Setelah negara bangsa Indonesia diproklamasikan dengan penduduknya yang mayoritas beragama Islam yang berwilayah dari Sabang sampai Merauke tentunya menjadi kewajiban khususnya baik pemimpin maupun umat Islam untuk mengisi kemerdekaan untuk mewujudkan kesejahteraan sosial bagi seluruh warga bangsa. Banyak prestasi dan kinerja yang telah dihasilkan dengan adanya pertumbuhan ekonomi, industri dan perdagangan, kemajuan pertanian dan teknologi, sosial, politik, keamanan dan lain-lain.

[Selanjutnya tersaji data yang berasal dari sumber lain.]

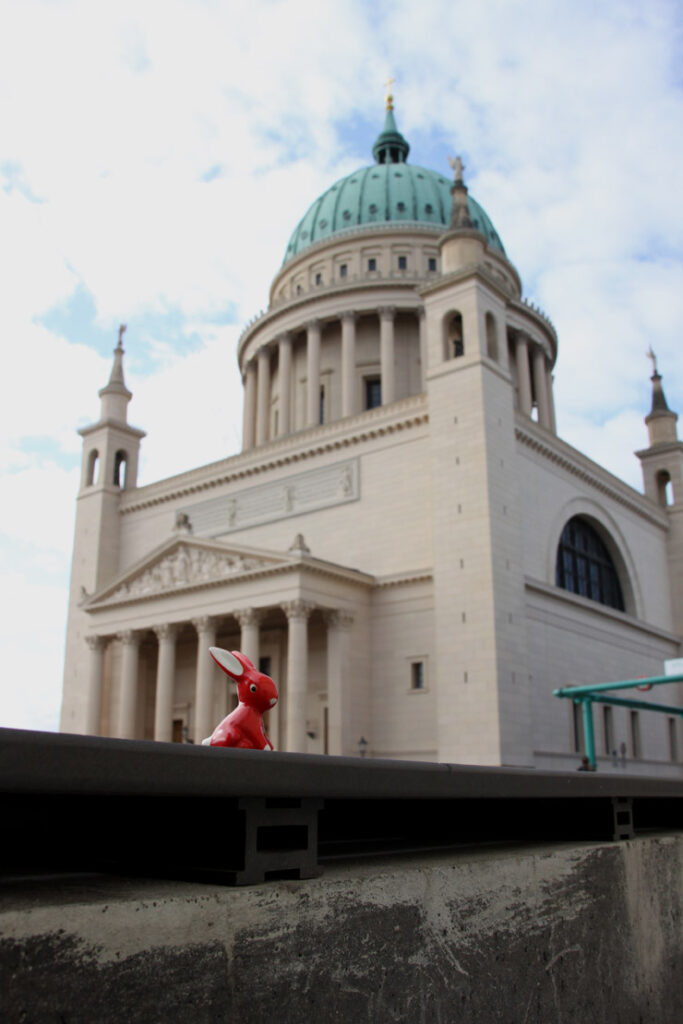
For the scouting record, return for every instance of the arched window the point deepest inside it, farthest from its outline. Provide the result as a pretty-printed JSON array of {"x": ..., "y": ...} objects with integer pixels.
[
  {"x": 454, "y": 337},
  {"x": 492, "y": 337},
  {"x": 585, "y": 566},
  {"x": 92, "y": 470},
  {"x": 120, "y": 469},
  {"x": 665, "y": 488}
]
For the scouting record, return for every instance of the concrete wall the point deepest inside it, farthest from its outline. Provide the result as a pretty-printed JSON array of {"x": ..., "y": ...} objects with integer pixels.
[{"x": 568, "y": 934}]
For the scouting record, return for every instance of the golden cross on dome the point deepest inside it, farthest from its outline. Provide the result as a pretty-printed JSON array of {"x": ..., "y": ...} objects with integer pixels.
[{"x": 389, "y": 98}]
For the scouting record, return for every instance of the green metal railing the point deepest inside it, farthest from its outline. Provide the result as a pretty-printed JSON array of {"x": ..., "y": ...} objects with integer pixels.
[{"x": 588, "y": 695}]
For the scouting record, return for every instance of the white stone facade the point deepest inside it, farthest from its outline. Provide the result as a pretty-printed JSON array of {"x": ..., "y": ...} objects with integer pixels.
[{"x": 386, "y": 542}]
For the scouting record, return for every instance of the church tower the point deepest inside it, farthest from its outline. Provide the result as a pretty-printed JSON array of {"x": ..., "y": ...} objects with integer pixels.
[
  {"x": 109, "y": 466},
  {"x": 663, "y": 479},
  {"x": 482, "y": 675}
]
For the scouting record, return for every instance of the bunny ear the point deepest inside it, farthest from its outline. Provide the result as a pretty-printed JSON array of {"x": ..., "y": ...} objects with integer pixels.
[{"x": 227, "y": 662}]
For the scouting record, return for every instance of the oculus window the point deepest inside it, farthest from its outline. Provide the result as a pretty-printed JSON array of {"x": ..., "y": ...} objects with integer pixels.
[{"x": 585, "y": 566}]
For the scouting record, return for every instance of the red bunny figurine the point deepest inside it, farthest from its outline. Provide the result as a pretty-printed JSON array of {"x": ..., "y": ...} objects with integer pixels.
[{"x": 244, "y": 726}]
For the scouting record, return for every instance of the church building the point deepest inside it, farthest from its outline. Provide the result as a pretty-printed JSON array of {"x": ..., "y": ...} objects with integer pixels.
[{"x": 403, "y": 543}]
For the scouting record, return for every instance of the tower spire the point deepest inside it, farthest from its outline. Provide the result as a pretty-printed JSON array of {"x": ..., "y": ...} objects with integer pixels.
[
  {"x": 390, "y": 146},
  {"x": 115, "y": 396},
  {"x": 460, "y": 213}
]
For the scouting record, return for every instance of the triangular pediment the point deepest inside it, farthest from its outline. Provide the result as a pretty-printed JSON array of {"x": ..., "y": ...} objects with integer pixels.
[{"x": 183, "y": 563}]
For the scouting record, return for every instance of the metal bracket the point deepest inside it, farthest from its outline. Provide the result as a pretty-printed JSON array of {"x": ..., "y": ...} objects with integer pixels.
[
  {"x": 623, "y": 808},
  {"x": 281, "y": 839}
]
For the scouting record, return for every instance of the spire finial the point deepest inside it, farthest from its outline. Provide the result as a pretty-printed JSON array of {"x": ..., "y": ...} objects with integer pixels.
[
  {"x": 115, "y": 394},
  {"x": 458, "y": 168},
  {"x": 389, "y": 98}
]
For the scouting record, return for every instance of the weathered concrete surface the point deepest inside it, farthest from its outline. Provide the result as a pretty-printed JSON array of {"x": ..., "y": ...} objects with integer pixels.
[{"x": 589, "y": 933}]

“ Rezekinya datang kepadanya melimpah ruah dari segala penjuru, tetapi (penduduk)nya mengingkari nikmat-nikmat Allah. Karena itu, Allah merasakan kepada mereka pakaian kelaparan, dan ketakutan, disebabkan apa yang selalu mereka perbuat”.
(An Nahl:16:112)
Namun apa yang terjadi dibalik prestasi yang positif tersebut, dengan berbagai kebijakan dan upaya dari sejak merdeka hingga kini oleh Republik Indonesia juga dihasilkan hal-hal yang sebaliknya yaitu pemimpin dan masyarakat yang jauh dari akhlakul kharimah, negara yang krisis, KKN, terjadinya gempa, gunung meletus, tsunami, banjir lumpur, banjir air, hama dan wabah serta dan lain-lain bencana, sehingga menimbulkan pembodohan, kesengsaraan, dan kemiskinan warga bangsa.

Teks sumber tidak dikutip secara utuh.